TITLE:
Pseudorandomness in Central Force Optimization
AUTHORS:
Richard A. Formato
KEYWORDS:
Central Force Optimization (CFO), Pseudorandom Variables (PRV), Global Search and Optimization (GSO), Deterministic Metaheuristics, Decision Space (DS) Exploration
JOURNAL NAME:
Journal of Applied Mathematics and Physics,
Vol.13 No.12,
December
29,
2025
ABSTRACT: This note examines the utility of pseudorandom variables (prv) in Global Search and Optimization (GSO) using Central Force Optimization (CFO) as an example. Most GSO metaheuristics are stochastic in nature, but not all. CFO is a completely deterministic GSO metaheuristic, but it nevertheless benefits from injecting prv’s, thereby preserving its deterministic nature while improving its decision space (DS) exploration. CFO benefits substantially from the inclusion of a pseudorandom component, that is, a numerical sequence that is precisely known by specification, or by calculation, or both, but which is otherwise arbitrary. The essential requirement is that the sequence be uncorrelated with DS’s topology, so that its effect is to pseudorandomly distribute probes throughout the landscape. While this process may appear to be similar to the randomness in an inherently stochastic algorithm, it is in fact fundamentally different because CFO remains deterministic at every step.
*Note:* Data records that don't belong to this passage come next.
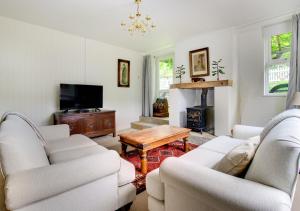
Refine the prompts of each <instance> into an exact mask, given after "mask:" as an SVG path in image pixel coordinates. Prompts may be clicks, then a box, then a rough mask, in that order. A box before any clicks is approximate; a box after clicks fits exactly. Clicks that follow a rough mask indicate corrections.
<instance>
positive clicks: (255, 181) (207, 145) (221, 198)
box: [146, 110, 300, 211]
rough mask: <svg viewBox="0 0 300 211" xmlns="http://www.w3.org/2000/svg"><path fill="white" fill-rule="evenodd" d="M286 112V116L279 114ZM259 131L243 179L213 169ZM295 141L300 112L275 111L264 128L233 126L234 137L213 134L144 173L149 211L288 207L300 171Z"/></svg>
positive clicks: (288, 209) (233, 135)
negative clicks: (263, 130) (231, 153)
mask: <svg viewBox="0 0 300 211" xmlns="http://www.w3.org/2000/svg"><path fill="white" fill-rule="evenodd" d="M291 113H292V115H290V117H289V118H286V119H284V118H282V117H283V116H286V115H287V114H291ZM293 115H295V116H294V117H293ZM275 120H276V121H277V123H276V121H275ZM278 120H280V121H278ZM274 121H275V123H274ZM268 130H269V131H268ZM260 134H263V136H262V135H261V136H262V138H261V139H262V142H261V144H260V146H259V148H258V150H257V152H256V154H255V157H254V159H253V161H252V163H251V165H250V167H249V169H248V171H247V172H246V175H245V177H244V178H239V177H234V176H230V175H227V174H224V173H221V172H218V171H216V170H213V169H212V167H213V166H214V165H215V164H216V163H217V162H218V161H220V160H221V159H222V158H223V157H224V155H225V154H226V153H227V152H229V151H230V150H231V149H233V148H234V147H236V146H238V145H239V144H241V143H243V142H244V141H245V139H248V138H250V137H253V136H257V135H260ZM263 137H264V138H263ZM299 140H300V110H292V111H287V112H284V113H283V114H280V115H279V116H277V117H275V118H274V119H273V120H272V121H271V122H270V123H269V124H268V125H267V126H266V128H265V130H264V131H263V128H257V127H249V126H241V125H238V126H235V127H234V129H233V138H231V137H227V136H221V137H217V138H215V139H213V140H212V141H209V142H207V143H205V144H203V145H201V146H199V147H198V148H196V149H195V150H192V151H190V152H189V153H187V154H185V155H183V156H182V157H180V158H168V159H166V160H165V161H164V162H163V164H162V165H161V167H160V168H159V169H157V170H154V171H152V172H150V173H149V174H148V175H147V177H146V187H147V192H148V208H149V210H150V211H182V210H189V211H196V210H197V211H201V210H203V211H206V210H218V211H232V210H235V211H240V210H261V211H265V210H268V211H275V210H276V211H277V210H280V211H283V210H291V206H292V200H293V195H294V192H295V187H296V181H297V177H298V172H299V154H300V153H299V151H300V141H299Z"/></svg>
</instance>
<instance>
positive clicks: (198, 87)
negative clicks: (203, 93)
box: [170, 80, 232, 89]
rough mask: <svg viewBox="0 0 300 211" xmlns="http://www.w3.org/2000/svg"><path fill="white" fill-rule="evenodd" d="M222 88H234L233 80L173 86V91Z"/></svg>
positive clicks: (199, 81)
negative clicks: (183, 89) (187, 89)
mask: <svg viewBox="0 0 300 211" xmlns="http://www.w3.org/2000/svg"><path fill="white" fill-rule="evenodd" d="M220 86H232V80H219V81H199V82H192V83H181V84H171V86H170V88H171V89H204V88H214V87H220Z"/></svg>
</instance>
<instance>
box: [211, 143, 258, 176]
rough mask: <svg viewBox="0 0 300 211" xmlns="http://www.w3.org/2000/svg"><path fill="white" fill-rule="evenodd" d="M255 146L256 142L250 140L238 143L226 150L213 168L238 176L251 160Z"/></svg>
mask: <svg viewBox="0 0 300 211" xmlns="http://www.w3.org/2000/svg"><path fill="white" fill-rule="evenodd" d="M256 140H259V139H256ZM257 147H258V143H254V142H252V141H251V140H249V141H247V142H245V143H243V144H241V145H238V146H237V147H235V148H233V149H232V150H231V151H230V152H228V153H227V154H226V155H225V157H223V158H222V160H220V162H218V163H217V164H216V165H215V166H214V167H213V168H214V169H215V170H217V171H220V172H223V173H225V174H229V175H233V176H239V175H241V173H243V172H244V171H245V170H246V169H247V167H248V165H249V164H250V162H251V161H252V159H253V157H254V155H255V152H256V149H257Z"/></svg>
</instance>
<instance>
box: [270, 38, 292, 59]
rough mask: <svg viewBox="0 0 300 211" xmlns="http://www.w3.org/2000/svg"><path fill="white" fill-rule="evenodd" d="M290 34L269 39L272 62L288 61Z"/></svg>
mask: <svg viewBox="0 0 300 211" xmlns="http://www.w3.org/2000/svg"><path fill="white" fill-rule="evenodd" d="M291 39H292V33H291V32H289V33H284V34H279V35H273V36H272V38H271V48H272V60H277V59H290V57H291Z"/></svg>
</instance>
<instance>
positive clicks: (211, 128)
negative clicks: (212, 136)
mask: <svg viewBox="0 0 300 211" xmlns="http://www.w3.org/2000/svg"><path fill="white" fill-rule="evenodd" d="M207 92H208V89H202V93H201V105H200V106H194V107H190V108H187V128H190V129H192V130H193V131H195V132H200V133H202V132H209V133H212V134H214V107H213V106H207Z"/></svg>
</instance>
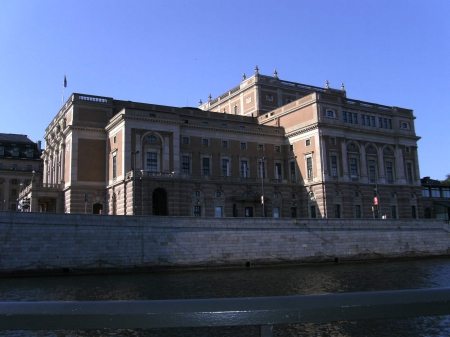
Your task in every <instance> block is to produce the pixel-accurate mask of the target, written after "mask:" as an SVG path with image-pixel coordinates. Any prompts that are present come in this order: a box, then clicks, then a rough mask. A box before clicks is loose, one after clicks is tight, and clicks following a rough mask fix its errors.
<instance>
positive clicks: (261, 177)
mask: <svg viewBox="0 0 450 337" xmlns="http://www.w3.org/2000/svg"><path fill="white" fill-rule="evenodd" d="M265 159H266V158H265V157H262V158H261V162H260V163H261V165H260V172H261V205H262V212H263V214H262V217H263V218H265V217H266V212H265V208H264V160H265Z"/></svg>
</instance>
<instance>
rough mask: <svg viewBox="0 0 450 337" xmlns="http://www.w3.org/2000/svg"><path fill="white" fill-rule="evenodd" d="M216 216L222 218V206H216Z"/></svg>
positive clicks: (215, 208) (214, 209)
mask: <svg viewBox="0 0 450 337" xmlns="http://www.w3.org/2000/svg"><path fill="white" fill-rule="evenodd" d="M214 216H215V217H216V218H221V217H222V206H215V207H214Z"/></svg>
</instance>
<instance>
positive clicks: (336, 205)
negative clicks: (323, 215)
mask: <svg viewBox="0 0 450 337" xmlns="http://www.w3.org/2000/svg"><path fill="white" fill-rule="evenodd" d="M334 217H335V218H336V219H340V218H341V205H334Z"/></svg>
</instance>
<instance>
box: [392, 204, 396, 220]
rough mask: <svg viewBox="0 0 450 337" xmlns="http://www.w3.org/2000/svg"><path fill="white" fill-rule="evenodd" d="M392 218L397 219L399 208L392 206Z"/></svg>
mask: <svg viewBox="0 0 450 337" xmlns="http://www.w3.org/2000/svg"><path fill="white" fill-rule="evenodd" d="M391 218H392V219H397V206H395V205H391Z"/></svg>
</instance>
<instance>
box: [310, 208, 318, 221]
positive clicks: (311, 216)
mask: <svg viewBox="0 0 450 337" xmlns="http://www.w3.org/2000/svg"><path fill="white" fill-rule="evenodd" d="M316 217H317V214H316V206H311V218H313V219H315V218H316Z"/></svg>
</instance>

Injecting prv’s is not limited to CFO. It is an approach that can be used in any metaheuristic, stochastic or not. In this note three different pseudorandom methods are discussed for CFO (initial probe distribution, repositioning factor, and decision space adaptation). A sample benchmark problem is presented in detail, and summary data are included for a 23-function benchmark suite. In addition, two sample “real world” problems in electromagnetics are presented. CFO’s performance with prv’s is quite good compared to other highly developed, state-of-the-art algorithms.